The discharge passage 39 is connected to the sub pump SP. The discharge passage 39 branches into a first assist channel 40 that merges with the discharge side of the first main pump MP1 and a second assist channel 41 that merges with the discharge side of the second main pump MP2. The first and second

assist flow paths

40 and 41 are respectively provided with first and second proportional

electromagnetic throttle valves

42 and 43 whose opening degree is controlled by the output signal of the controller C.

Check

valves

44 and 45 are provided in the first and second

assist flow paths

40 and 41, and allow only the flow from the sub pump SP to the first and second main pumps MP1 and MP2.

Accordingly, the discharge oil of the sub pump SP is distributed to the first and second

assist flow paths

40 and 41 according to the opening degree of the first and second proportional

electromagnetic throttle valves

42 and 43, and the first and second main pumps MP1 and MP2 are distributed. And the first and second main pumps MP1 and MP2 are assisted.

However, the assist flow rate of the sub-pump SP is set in accordance with the pressures of the first pressure sensor 13 and the second pressure sensor 24, and then the controller C controls the tilt angle of the sub-pump SP, the hydraulic motor.
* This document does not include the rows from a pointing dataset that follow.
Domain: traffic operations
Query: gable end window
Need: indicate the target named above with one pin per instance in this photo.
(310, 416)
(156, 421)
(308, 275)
Each control is carried out by determining whether it is most efficient to control the tilt angle of M, the rotational speed of the electric motor MG that also serves as a generator, and the like.

As shown in FIG. 2, the controller C tabulates and stores an assist correction coefficient for controlling the assist flow rate and power according to the storage amount of the battery 26. The assist correction coefficient is 1 when the charged amount of the battery 26 exceeds the first threshold value SO1, and less than 1 when the charged amount is below the first threshold value SO1, and the charged amount of the battery 26 is set to the second threshold value. It becomes zero when it becomes less than the value SO2.

Therefore, if the charged amount of the battery 26 exceeds the first threshold value SO1, the controller C controls the tilt angle, the hydraulic pressure of the sub pump SP so that the discharge amount of the sub pump SP becomes the preset assist flow rate and power. The tilt angle of the motor M, the rotational speed of the electric motor MG serving as a generator, and the like are controlled.

If the charged amount of the battery 26 falls below the first threshold value SO1, a correction command is issued so that the discharge amount of the sub pump SP becomes the preset assist flow rate and power, and the controller C determines the tilt angle of the sub pump SP, the hydraulic motor The tilt angle of M, the rotational speed of the electric motor MG that also serves as a generator, and the like are controlled.

If the stored amount of the battery 26 falls below the second threshold value SO2, the controller C controls the tilt angle of the sub pump SP, the tilt angle of the hydraulic motor M, and the generator so that the discharge amount of the sub pump SP becomes zero. The rotational speed of the electric motor MG is controlled.

The reason why the assist output of the sub-pump SP is set to zero when it falls below the second threshold value is to prevent the battery 26 from being overdischarged in order to drive the sub-pump SP.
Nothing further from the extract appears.